Recently I left the predictable comforts of my California home to track wolves for eight days and nights in the snowy Northwoods of Wisconsin. Wolf, the unwitting emblem for wilderness, was calling my soul back to the wild.
Feeling weighted down and a bit stuck in the drudgery of routine and expectations, I instinctively knew it was time for me to push my edges and immerse myself into a mystery that would shake up the predictable.
It had been seven years since my last wolf tracking adventure. This time the conditions were much more severe. Wisconsin had not seen weather like this in 60 years. Temperatures vacillated between -18 to 29 degrees Fahrenheit and the snow was up to our knees and hips.
With only two weeks to prepare for living as close to nature as possible, I quickly packed two sets of thick wool to cover me in three layers from head to toe, and one pair of suede mukluks for my feet. Further testing my resolve, I injured my shin with a large painful gash just before I left home. I was nervous and scared of the unknown, but nothing was going to stop me from connecting with wolf.
The organization that hosted the Wolf Tracking Immersion teaches indigenous ways of living and being. My temporary home would be a small cabin with minimal plumbing, warmed only by a wood burning stove. My bed was three levels up in a loft, accessible by a narrow spiral staircase and shaky ladder. The area received little heat and was a long way from the outhouse. But I found that I loved sleeping bundled up next to the drafty window and didn’t even mind doing my business outside, squatting over a hole in the ground. There was something ancient, simple, and primal about all of it.
Up with the sun, we departed for nearly 8 hours each day, scouting and following wolf tracks into the woods. Wolves are super intelligent and use various techniques for conserving their precious energy.
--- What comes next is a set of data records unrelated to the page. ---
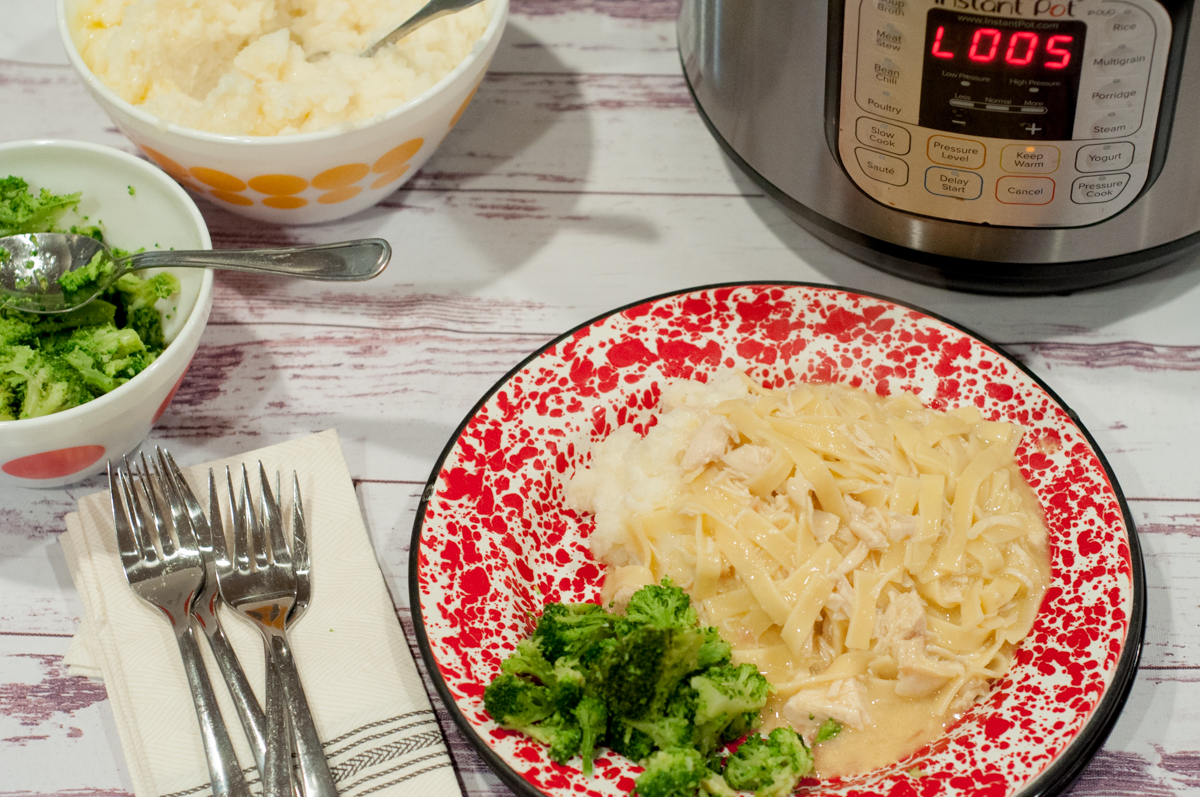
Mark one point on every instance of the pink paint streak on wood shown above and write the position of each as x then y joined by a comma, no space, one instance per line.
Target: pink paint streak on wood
57,693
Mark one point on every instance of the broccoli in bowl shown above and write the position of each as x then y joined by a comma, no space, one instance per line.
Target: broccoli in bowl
53,363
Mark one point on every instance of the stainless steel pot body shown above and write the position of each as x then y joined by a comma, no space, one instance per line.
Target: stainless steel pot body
771,81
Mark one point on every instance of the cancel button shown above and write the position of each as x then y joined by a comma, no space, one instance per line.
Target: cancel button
1025,191
1102,187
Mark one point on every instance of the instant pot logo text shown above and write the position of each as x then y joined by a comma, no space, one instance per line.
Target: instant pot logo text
1030,9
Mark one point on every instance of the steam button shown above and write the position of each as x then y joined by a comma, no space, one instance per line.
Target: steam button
1104,157
882,136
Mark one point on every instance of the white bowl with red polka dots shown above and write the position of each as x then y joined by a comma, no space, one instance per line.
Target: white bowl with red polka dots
305,178
137,205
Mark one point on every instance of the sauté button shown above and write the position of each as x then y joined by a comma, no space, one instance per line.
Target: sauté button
953,183
882,167
1025,191
1103,187
963,153
1029,159
1104,157
881,135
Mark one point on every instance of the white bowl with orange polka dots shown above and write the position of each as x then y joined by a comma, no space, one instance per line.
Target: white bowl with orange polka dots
137,205
304,178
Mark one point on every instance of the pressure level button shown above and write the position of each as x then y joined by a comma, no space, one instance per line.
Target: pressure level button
883,136
1102,187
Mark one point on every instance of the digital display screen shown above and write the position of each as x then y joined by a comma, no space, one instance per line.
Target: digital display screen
999,77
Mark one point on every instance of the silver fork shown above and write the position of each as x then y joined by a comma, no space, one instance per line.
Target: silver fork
265,592
168,581
186,509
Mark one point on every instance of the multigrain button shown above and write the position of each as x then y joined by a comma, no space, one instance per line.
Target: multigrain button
1029,159
1025,191
963,153
1104,157
953,183
882,167
1103,187
881,135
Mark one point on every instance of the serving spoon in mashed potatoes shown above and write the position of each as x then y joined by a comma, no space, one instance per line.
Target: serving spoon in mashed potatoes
33,264
427,13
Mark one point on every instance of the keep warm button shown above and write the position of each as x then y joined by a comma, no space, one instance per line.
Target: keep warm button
953,183
1025,191
1103,187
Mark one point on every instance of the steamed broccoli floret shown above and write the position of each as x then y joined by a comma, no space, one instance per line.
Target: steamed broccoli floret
643,669
673,773
592,717
769,766
729,700
659,605
21,211
141,295
569,629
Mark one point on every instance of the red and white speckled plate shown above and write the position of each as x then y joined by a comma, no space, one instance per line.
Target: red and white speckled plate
493,541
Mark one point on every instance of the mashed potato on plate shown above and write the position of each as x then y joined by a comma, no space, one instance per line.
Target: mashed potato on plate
241,66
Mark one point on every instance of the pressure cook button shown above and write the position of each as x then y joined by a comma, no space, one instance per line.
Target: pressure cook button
882,167
953,183
1104,157
880,135
1029,159
1025,191
1104,187
963,153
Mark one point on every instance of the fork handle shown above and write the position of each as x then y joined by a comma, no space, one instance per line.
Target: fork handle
315,774
223,767
253,721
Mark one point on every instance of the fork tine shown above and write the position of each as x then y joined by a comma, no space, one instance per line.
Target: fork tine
141,528
237,510
253,528
126,541
153,487
216,527
273,520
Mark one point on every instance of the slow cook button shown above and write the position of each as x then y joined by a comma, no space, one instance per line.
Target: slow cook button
880,135
953,183
1029,159
963,153
1025,191
1104,187
1104,157
881,167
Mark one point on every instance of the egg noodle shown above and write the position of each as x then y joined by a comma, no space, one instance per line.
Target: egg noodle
879,561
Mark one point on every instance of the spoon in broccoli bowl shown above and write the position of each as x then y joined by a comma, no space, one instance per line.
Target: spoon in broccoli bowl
57,273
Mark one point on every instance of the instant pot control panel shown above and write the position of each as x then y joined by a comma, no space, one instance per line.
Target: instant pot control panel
1020,113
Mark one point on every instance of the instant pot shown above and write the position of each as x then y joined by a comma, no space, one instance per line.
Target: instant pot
995,145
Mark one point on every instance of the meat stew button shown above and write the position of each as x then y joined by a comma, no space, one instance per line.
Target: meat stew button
881,167
1102,187
1025,191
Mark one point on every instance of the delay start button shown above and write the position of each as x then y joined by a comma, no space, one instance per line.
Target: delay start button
953,183
1102,187
963,153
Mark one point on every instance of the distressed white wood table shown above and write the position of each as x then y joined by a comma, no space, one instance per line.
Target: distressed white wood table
580,179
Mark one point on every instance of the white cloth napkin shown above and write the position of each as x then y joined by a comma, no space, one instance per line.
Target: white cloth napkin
367,700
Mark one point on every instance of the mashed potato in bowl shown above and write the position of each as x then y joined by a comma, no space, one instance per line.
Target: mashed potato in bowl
241,66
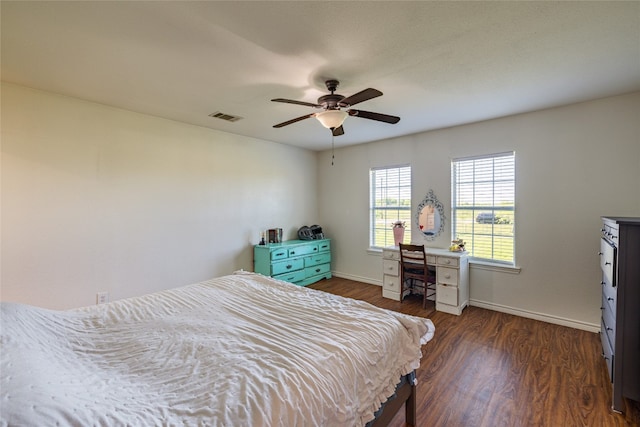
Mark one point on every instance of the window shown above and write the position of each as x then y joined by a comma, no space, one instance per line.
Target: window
483,201
389,201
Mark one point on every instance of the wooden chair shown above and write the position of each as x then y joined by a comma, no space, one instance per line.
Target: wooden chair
413,268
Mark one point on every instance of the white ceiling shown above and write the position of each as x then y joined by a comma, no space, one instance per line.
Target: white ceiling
439,64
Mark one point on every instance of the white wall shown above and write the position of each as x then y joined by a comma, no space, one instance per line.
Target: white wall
573,165
100,199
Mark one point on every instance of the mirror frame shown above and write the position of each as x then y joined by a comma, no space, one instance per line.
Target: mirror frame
431,200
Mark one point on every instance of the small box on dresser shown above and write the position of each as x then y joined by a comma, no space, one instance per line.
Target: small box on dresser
620,321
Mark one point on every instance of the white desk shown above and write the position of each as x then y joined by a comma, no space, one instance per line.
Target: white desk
452,277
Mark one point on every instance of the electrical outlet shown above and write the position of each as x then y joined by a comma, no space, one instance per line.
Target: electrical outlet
102,298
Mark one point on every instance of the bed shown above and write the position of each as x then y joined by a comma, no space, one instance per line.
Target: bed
238,350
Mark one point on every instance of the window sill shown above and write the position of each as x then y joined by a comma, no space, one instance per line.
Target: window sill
491,266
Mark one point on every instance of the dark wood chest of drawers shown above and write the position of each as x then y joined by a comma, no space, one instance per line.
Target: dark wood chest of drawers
620,334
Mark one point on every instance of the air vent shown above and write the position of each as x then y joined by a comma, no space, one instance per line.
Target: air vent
224,116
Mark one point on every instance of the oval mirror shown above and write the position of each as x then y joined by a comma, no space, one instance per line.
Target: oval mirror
430,216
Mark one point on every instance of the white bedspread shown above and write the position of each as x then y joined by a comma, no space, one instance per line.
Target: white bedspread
240,350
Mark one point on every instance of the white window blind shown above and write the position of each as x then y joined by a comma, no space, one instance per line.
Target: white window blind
483,203
389,201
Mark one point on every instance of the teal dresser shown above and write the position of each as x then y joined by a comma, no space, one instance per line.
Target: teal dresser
301,262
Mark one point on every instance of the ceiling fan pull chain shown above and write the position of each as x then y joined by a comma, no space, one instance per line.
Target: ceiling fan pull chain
332,148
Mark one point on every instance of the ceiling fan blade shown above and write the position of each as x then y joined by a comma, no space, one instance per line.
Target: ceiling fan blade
374,116
338,131
291,101
361,96
297,119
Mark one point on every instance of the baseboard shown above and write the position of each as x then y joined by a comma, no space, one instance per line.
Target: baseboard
590,327
357,278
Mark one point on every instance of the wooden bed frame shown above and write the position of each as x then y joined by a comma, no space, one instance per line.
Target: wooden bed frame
405,394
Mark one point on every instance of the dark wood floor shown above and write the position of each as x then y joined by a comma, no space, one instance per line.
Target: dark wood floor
486,368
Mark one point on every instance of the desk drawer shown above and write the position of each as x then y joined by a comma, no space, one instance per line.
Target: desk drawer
390,267
447,294
448,276
387,254
452,262
391,283
287,266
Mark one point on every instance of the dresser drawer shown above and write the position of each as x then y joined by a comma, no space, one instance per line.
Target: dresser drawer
280,253
390,267
452,262
447,294
303,250
321,258
324,246
607,352
447,276
287,266
318,269
609,297
607,261
292,277
391,283
609,321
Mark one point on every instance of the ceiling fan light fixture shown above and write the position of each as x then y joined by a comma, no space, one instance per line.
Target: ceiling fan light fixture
331,119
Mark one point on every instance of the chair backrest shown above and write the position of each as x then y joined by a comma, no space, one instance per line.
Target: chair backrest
413,254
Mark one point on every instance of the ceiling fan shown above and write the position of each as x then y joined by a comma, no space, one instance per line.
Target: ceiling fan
332,105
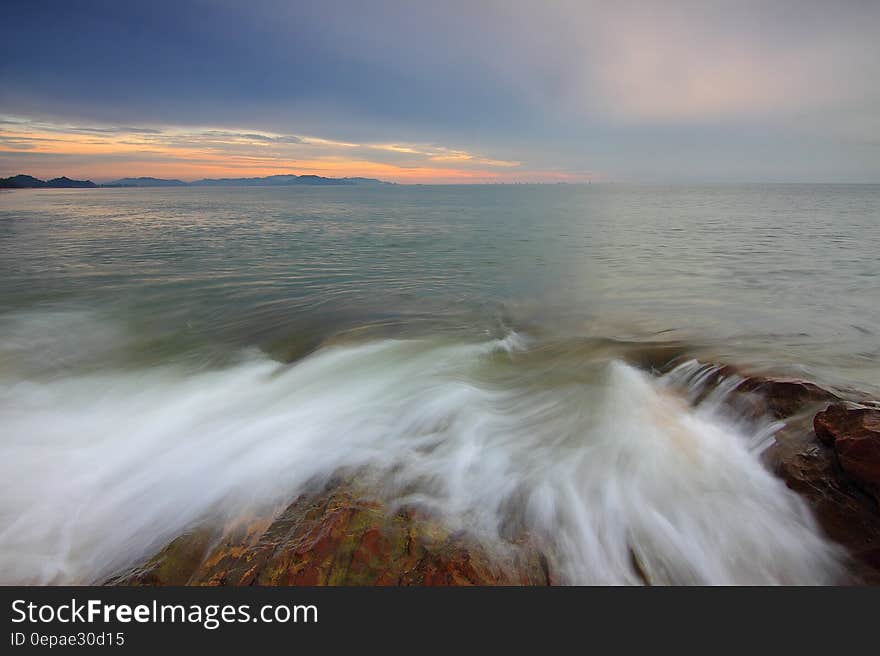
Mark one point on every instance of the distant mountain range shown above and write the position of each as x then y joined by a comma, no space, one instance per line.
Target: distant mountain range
30,182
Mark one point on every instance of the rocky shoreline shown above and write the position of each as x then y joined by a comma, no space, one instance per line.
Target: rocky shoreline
342,534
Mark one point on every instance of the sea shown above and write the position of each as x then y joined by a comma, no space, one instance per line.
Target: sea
496,355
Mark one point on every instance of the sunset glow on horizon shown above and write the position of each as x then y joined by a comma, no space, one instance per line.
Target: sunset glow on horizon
480,92
108,153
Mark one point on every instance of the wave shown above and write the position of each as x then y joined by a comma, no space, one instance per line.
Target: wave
615,473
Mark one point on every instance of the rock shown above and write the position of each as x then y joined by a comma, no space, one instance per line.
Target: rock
808,461
787,396
339,537
854,433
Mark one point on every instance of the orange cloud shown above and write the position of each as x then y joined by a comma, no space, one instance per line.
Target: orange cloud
108,153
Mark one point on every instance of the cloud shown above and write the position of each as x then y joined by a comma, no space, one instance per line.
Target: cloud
212,151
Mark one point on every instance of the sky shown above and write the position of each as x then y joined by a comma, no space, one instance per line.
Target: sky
443,92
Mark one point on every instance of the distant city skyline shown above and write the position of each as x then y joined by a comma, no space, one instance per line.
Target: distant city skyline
452,92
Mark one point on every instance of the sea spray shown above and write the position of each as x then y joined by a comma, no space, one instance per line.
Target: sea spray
612,472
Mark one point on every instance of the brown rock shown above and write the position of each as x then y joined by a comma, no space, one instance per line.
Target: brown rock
854,433
340,537
787,396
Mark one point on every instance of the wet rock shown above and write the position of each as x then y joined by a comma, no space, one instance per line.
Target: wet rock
854,433
340,537
805,455
785,397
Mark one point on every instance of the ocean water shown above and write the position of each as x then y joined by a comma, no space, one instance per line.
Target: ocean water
494,354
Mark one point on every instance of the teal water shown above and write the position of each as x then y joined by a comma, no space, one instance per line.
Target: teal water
188,351
782,276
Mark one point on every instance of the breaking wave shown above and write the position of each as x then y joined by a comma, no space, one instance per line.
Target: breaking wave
616,473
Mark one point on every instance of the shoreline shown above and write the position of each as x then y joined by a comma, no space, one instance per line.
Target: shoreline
342,533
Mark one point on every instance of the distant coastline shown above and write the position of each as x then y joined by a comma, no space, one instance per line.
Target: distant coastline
23,181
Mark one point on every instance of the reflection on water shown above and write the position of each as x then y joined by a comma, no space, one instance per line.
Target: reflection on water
191,352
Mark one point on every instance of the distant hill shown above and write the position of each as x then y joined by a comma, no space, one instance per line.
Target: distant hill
285,180
144,182
30,182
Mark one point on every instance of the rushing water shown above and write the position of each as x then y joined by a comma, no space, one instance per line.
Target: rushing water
170,355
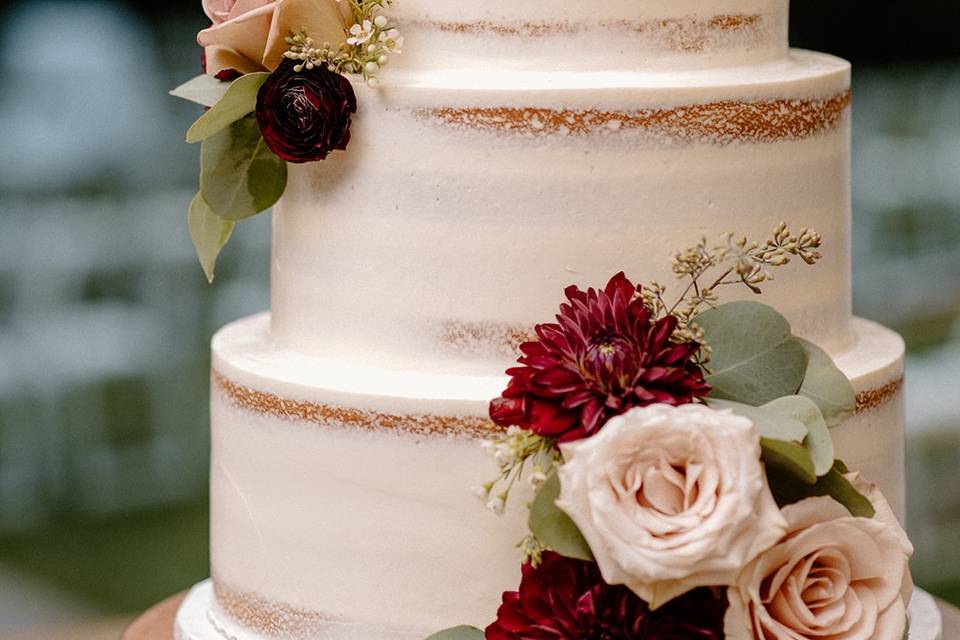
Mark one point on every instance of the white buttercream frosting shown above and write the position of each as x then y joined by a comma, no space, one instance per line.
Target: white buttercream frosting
440,222
317,516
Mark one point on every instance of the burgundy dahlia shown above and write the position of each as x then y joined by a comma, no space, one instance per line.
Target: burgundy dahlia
604,356
304,115
566,599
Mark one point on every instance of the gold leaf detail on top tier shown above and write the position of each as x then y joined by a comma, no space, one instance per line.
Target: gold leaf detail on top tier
689,34
484,338
333,416
875,398
719,123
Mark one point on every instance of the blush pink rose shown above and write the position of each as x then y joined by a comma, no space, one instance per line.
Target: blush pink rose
250,35
670,499
832,576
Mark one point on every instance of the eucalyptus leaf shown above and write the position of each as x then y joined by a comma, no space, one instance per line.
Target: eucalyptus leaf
239,101
239,175
788,461
458,633
553,527
770,424
818,441
205,90
754,357
826,385
210,233
833,484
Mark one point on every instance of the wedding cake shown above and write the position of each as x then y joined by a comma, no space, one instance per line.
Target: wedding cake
513,149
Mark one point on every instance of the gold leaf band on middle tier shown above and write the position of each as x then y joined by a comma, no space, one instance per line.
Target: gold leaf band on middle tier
328,415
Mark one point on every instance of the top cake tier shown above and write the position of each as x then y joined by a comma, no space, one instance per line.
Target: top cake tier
598,34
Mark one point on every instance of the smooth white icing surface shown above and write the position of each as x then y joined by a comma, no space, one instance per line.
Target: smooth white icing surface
198,620
423,225
317,516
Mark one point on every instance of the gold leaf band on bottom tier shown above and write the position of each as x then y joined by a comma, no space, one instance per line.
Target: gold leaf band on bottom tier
271,619
331,415
263,403
720,123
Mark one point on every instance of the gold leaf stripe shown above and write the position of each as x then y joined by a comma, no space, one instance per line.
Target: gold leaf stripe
328,415
271,619
689,34
719,123
875,398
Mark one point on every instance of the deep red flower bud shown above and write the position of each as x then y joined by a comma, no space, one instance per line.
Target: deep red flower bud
566,599
304,115
507,411
227,75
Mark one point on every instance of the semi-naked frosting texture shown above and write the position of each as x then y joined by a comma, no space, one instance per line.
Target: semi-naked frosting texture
489,195
341,494
516,147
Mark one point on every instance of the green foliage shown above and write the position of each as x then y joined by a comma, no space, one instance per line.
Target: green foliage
770,424
239,101
788,461
754,357
209,232
239,175
826,385
817,441
458,633
833,484
552,527
204,90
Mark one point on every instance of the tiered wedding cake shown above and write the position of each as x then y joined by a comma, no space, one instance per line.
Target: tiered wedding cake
516,147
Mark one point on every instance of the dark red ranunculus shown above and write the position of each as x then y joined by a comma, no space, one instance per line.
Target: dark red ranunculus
304,115
604,356
566,599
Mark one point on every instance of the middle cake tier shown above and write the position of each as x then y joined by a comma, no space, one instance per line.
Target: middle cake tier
469,200
340,493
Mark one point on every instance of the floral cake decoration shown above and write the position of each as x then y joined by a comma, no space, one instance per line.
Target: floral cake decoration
277,90
682,471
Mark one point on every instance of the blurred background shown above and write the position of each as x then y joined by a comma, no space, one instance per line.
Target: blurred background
105,316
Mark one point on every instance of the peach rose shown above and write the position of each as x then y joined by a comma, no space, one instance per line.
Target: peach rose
250,35
671,498
833,576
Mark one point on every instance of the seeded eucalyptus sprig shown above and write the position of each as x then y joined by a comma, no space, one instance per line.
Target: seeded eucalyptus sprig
369,43
512,451
734,261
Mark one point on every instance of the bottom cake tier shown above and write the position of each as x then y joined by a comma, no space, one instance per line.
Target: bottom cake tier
199,618
340,494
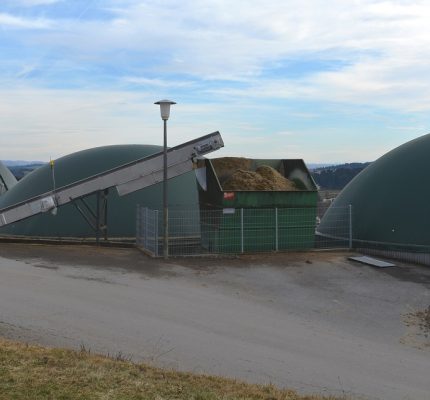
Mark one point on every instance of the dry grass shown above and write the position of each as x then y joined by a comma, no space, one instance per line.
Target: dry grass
34,372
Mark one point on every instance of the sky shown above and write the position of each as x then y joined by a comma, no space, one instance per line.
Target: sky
328,81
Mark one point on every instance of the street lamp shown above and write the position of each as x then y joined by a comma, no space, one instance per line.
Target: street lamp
165,113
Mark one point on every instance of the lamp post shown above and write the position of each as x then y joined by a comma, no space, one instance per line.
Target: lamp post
165,113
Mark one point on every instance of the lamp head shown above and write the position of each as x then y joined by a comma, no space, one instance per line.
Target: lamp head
165,108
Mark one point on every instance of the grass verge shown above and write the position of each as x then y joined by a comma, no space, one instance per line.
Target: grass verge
34,372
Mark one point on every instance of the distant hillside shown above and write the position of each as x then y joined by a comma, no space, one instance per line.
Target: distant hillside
336,177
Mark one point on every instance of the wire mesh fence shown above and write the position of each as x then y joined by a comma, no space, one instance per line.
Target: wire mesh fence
243,230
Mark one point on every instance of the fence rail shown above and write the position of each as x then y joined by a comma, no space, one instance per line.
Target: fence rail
237,231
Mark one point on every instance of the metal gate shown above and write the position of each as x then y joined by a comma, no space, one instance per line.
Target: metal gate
147,230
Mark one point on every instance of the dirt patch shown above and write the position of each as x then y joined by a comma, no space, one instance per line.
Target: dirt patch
418,323
422,319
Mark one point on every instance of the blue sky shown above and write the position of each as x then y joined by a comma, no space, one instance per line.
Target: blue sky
327,81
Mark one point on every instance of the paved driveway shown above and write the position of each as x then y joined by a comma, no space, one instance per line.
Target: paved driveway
311,321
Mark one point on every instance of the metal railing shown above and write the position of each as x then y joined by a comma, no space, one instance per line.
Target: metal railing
242,230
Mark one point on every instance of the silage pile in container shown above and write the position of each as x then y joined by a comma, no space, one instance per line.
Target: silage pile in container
235,173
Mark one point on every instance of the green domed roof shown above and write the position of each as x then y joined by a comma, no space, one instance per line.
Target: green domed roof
121,210
390,198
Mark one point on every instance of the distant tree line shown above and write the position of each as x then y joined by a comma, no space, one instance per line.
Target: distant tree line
338,176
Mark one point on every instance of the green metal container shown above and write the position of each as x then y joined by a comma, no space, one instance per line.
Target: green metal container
251,221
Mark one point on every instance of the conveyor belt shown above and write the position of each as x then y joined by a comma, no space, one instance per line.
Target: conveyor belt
126,178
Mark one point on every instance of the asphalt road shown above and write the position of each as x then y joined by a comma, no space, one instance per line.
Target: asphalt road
313,322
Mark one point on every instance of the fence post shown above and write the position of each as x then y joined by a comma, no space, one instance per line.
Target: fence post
276,230
241,231
156,232
138,224
350,226
145,219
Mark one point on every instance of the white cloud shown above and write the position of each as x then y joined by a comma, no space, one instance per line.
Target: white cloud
12,21
378,49
32,3
162,83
Knowing this, we were inevitably able to pick up wolf tracks on plowed remote roads that cut through the forest. We could tell by looking at their print patterns, these wolves were on the hunt for deer. Every so often the prints showed that the wolves had veered off to the right or the left, surely scanning the forest looking for deer signs to follow. At times when it appeared we were following just one wolf, our guides asked us to take a closer look at the individual tracks and try to discern if there were multiple footsteps in each print. Only a sharp eye could see that these wolves were indeed ‘wolf walking,’ which means one or more wolves had stepped into their leader’s footprints to further conserve their energy.
When the wolves we were tracking entered the forest, we mirrored their wolf walking by following our own leader’s tracks in a single file. We took turns leading the way through the thick snow. Walking through deep snow and dense forest was physically challenging because with every step we had to lift our legs high, then press down through the snow, which could sink to our knees or thighs. Numerous times (too many to count) I lost my footing or balance and fell into a bath of snow. Furthermore, in the leadership role, it was both strenuous to create solid foot holes for others who followed and a delicate task to simultaneously keep track of the wolf prints, taking care not to compromise their integrity. Each trail of prints and signs holds a wealth of energy and information that allows a skilled tracker to interpret wolf’s behavior. For example, it’s possible to gauge the genders, sizes, ages and number of wolves on a trail, where they were headed and if they were trotting, running, hunting, marking, playing, mating, or sleeping.
Once we got into our groove with unity consciousness, imagining we were a wolf pack was easy, as we followed wolf’s trail close to the ground weaving in-between closely set trees and shrubs, dipping under sharp spiky branches and climbing over stunted saplings. Our time on wolf’s trail demonstrated to us the agility and unity of wolves as we saw their tracks trotting, scraping, weaving, bounding, fanning out, merging and chasing at great speeds together – all the while threading a needle through a very sharp and dense forest.
Throughout the week we came upon wolf lays (rounded out bowls in the snow) where one or more wolves had slept, and we tracked two different kill sites where deer had offered their lives to feed wolves and other forest scavengers. The wolves were experiencing abundance, because snowy winters are their best season. Wolf paws are wide and stay near the top of the snow, allowing them to run with greater speed and less effort than the deer with skinny legs and sharp hooves that cut deep into snow.
Like wolves, my clan for the week stayed fully engaged with the environment each moment out on the trails. Our minds were attentive and fully present as a cohesive pack on the hunt. We were not thinking about our to-do lists or a frustration from the previous day. Instead we were fully immersed and completely connected to an experience that opened all of our sensory circuits, and tuned us down to the bone. Being in rapport with Wilderness and Wolf kin was enlivening. It renewed my connection to freedom and my authentically wild nature.